In the past, I have come across many operators who feel insecure to think. They are certain thinking is for the people who can’t execute. Execution for them involves some form of “doing”. They loudly and proudly proclaim themselves as “Doers”. I am certain that even Nike doesn’t call their sports athletes as “doers”. I never understood what do they mean when they try to throw shade at people who write.
In my current job, most of the operators who execute are thinkers first. They are deliberate about their work and take pride in their craft. Surprisingly, all of them communicate their thought through writing.
I fit much better with latter group than the former. The first group of operators were always busy and inundated with last minute requests. They associate work with crisis resolution and abhor any form of root cause solutions. They are often busy. But, their busy schedules don’t come from passion for work or deep belief in the problem they are solving. It comes from doing busy and urgent work with no leverage. It's like leverage is something they were never privy to or chose to ignore.
I joined membership forum of Commoncog by Cedric Chin. I luckily found a bunch of folks who are thinking on similar lines when it comes to operating. I am learning much more about leverage from each one of them.
This year I also put most the writing by other operators to practice in both my job and other projects. Like PR/FAQs which are pre-cursor to doing a level-1 bet(significant bet). Working backwards and North Star Framework for defining product goals and metrics respectively.
Essays I would recommend
I am dipping into further indulgence by recommending a couple of essays that you could read if you are one of the 2 who recently subscribed.

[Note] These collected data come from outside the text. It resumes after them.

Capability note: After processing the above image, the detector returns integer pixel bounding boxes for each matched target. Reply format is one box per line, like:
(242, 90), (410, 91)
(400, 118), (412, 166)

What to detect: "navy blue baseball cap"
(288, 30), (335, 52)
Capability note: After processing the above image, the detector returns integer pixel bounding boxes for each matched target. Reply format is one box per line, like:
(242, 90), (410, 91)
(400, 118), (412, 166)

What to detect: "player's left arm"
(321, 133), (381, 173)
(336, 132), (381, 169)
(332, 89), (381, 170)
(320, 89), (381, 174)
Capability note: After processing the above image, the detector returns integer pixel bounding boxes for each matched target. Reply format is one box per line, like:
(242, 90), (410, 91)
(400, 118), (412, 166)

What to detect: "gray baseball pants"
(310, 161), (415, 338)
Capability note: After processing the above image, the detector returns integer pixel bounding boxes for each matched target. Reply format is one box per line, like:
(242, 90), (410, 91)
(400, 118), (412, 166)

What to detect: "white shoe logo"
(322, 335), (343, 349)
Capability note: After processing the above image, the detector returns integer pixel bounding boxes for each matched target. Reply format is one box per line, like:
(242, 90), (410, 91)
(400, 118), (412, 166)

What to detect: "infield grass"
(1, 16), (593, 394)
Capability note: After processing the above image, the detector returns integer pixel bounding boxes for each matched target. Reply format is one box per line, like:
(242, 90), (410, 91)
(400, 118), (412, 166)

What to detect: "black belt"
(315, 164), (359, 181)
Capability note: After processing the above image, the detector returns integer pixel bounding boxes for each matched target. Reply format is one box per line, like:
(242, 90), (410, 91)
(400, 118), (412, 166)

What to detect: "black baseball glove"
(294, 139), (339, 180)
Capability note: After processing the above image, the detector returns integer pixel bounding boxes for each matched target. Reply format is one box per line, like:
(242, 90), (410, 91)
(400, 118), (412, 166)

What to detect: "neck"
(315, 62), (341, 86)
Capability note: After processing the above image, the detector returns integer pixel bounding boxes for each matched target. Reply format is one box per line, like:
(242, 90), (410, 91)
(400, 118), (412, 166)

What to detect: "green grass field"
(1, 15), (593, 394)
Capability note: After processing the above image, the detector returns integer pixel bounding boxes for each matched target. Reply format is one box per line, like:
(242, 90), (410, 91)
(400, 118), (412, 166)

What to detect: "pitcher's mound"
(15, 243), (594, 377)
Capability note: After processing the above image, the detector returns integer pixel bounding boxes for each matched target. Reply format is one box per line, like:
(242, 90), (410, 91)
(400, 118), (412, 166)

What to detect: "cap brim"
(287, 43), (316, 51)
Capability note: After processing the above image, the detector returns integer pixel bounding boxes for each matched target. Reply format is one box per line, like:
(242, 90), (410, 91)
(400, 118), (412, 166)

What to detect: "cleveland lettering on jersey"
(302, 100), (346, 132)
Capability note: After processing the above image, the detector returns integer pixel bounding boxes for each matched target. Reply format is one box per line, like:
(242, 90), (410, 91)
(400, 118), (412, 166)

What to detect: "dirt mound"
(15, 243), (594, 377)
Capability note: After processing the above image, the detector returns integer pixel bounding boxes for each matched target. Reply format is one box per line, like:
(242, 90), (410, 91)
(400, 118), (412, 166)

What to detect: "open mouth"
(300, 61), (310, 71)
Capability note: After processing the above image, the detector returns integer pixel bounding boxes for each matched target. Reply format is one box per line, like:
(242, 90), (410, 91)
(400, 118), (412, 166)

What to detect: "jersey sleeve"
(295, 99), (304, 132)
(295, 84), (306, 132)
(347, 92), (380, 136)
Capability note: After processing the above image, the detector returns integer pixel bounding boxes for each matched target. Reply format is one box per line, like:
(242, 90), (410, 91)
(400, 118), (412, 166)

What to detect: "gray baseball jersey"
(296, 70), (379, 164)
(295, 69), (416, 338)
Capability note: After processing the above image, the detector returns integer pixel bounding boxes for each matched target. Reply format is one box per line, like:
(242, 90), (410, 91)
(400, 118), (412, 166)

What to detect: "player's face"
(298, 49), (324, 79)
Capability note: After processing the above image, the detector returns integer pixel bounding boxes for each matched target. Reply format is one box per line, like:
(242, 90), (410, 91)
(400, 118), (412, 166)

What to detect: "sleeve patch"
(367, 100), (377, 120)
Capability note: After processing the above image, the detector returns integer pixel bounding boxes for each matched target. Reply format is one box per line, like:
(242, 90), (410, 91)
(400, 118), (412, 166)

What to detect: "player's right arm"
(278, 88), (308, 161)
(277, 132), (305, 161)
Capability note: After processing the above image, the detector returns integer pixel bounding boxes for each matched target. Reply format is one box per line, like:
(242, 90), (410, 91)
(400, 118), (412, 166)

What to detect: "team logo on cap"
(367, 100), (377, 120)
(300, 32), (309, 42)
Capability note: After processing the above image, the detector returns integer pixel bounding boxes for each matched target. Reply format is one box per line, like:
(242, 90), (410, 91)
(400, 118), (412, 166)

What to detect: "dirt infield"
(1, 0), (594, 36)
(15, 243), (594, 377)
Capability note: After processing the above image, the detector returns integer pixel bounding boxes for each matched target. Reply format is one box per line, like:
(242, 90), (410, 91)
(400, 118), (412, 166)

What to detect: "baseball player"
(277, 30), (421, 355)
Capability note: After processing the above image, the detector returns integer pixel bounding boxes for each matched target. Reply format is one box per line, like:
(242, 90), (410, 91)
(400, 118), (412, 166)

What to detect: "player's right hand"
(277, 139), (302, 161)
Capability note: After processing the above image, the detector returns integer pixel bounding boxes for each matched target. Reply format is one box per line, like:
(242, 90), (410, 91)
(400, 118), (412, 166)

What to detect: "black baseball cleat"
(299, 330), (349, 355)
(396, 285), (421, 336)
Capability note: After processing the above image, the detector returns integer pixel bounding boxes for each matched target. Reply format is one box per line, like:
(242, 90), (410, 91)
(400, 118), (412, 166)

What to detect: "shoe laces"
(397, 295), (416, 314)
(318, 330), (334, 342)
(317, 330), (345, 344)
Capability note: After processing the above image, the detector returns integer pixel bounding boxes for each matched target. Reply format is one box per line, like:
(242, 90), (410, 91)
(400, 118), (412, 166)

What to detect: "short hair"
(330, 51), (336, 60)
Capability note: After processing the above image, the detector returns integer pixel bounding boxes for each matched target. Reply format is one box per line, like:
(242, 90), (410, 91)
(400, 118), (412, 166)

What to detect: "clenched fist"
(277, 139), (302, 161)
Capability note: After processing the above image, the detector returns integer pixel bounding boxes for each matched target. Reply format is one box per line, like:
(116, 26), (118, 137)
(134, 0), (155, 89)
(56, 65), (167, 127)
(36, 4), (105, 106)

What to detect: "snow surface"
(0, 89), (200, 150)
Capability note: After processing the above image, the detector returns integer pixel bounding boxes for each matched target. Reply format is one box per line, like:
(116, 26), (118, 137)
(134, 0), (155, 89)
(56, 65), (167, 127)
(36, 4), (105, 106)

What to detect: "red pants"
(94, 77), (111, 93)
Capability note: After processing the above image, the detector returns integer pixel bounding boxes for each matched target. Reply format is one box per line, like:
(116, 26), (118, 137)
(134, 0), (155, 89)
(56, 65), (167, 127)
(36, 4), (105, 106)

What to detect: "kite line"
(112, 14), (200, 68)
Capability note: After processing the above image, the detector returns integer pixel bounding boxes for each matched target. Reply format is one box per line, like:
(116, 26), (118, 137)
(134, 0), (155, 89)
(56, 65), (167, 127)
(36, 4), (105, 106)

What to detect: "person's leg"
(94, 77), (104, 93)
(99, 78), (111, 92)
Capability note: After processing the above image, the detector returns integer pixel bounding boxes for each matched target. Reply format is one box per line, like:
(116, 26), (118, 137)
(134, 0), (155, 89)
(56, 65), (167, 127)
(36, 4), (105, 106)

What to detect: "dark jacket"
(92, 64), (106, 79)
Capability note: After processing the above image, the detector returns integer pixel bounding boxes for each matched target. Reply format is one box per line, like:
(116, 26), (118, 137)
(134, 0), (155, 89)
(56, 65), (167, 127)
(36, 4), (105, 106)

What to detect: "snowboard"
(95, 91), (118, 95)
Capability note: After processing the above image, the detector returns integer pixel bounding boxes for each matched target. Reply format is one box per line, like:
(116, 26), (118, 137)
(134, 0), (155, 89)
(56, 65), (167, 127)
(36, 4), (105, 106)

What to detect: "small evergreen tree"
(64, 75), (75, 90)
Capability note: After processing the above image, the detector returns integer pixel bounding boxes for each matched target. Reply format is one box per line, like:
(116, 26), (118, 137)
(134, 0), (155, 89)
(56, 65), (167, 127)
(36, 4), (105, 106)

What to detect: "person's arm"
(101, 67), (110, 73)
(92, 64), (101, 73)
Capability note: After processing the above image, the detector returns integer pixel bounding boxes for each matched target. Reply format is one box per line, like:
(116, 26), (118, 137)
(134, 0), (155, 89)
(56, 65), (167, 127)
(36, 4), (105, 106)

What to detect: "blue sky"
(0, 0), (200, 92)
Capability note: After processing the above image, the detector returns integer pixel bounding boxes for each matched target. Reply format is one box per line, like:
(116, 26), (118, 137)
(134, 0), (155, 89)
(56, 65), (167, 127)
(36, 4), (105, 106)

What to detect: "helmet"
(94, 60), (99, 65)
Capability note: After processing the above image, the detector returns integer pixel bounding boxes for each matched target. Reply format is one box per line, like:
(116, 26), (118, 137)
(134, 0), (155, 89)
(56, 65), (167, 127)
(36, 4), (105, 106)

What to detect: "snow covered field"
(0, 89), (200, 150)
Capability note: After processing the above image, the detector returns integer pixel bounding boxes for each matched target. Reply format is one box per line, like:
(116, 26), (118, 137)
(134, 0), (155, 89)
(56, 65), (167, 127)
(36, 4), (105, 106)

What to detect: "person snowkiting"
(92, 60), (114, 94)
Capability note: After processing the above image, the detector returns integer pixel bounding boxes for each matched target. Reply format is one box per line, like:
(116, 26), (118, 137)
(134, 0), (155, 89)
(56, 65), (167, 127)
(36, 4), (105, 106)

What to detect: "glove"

- Tags as Frames was a post about the changing frames that I use to navigate different roles.
- If I ran an agri business is a recent thought experiment that dived into all my learning in the sector.
- Don’t feel sorry for farmers is the post about the benevolence that is seasonally showed towards the plight of an Indian farmer.
If nothing else, these are some of my most original(remixed) essays I had written in 2023.
Other Recaps worth reading
The last two weeks of any year are usually when folks with a blog or a newsletter do recaps of their year. They collectively indulge in this act of thinking through the year and sharing a recap of their entire work published in that year.
You read my version. Now, on to the better ones which will be worthy of your time.
- 2023 Powers to a close by Niall. He is agri-fintech operator who consults with startups or businesses in setting up innovative financial products.
- Measuring Backwards by Janette Barnard. She shared her 10 learnings from writing her newsletter in 2023.
- The 2023 Stratechery year in review by Ben Thompson. Ben was my mainstay source of understanding strategy as an analyst. This year I didn’t follow much of his writing since I was busy being an operator. This recap provides his best representation of an entire years work.
- The 2023 Agribusiness Matters year by Venky. This features all the posts written by Venky. He does a great job of segmenting them accordingly and makes for a great time to buy his subscription and dive deep into them.
I will write again in 2024
I still didn’t cover multiple things that I did in 2023. Like coaching, advising and building “on the side” projects like agripreneurs. In the spirit of being respectful of your time and reduce the self indulgence in this single issue. I left them out.
The one thing that hasn’t changed in the last 2 years is my main work device, Ipad Pro 12’ 1st generation. It has been the device that allows me the mobility to work from anywhere without the need to search for Wifi. I have taken meetings from backseat of my car while parked on the side of the highway to working out of coffee shops across multiple cities. Knowledge economy allows me the privilege to be truly remote. I am just grateful that I travel now and don’t commute. All of which became a possibility because of my public writing, regularly.
I will be back next year to spew some more ramblings that flow through this dim-witted operator brain of yours truly.
Singing off till the next year,
Vivek , toasting you a happy new year from the hill station vehicle jams of Himalayas.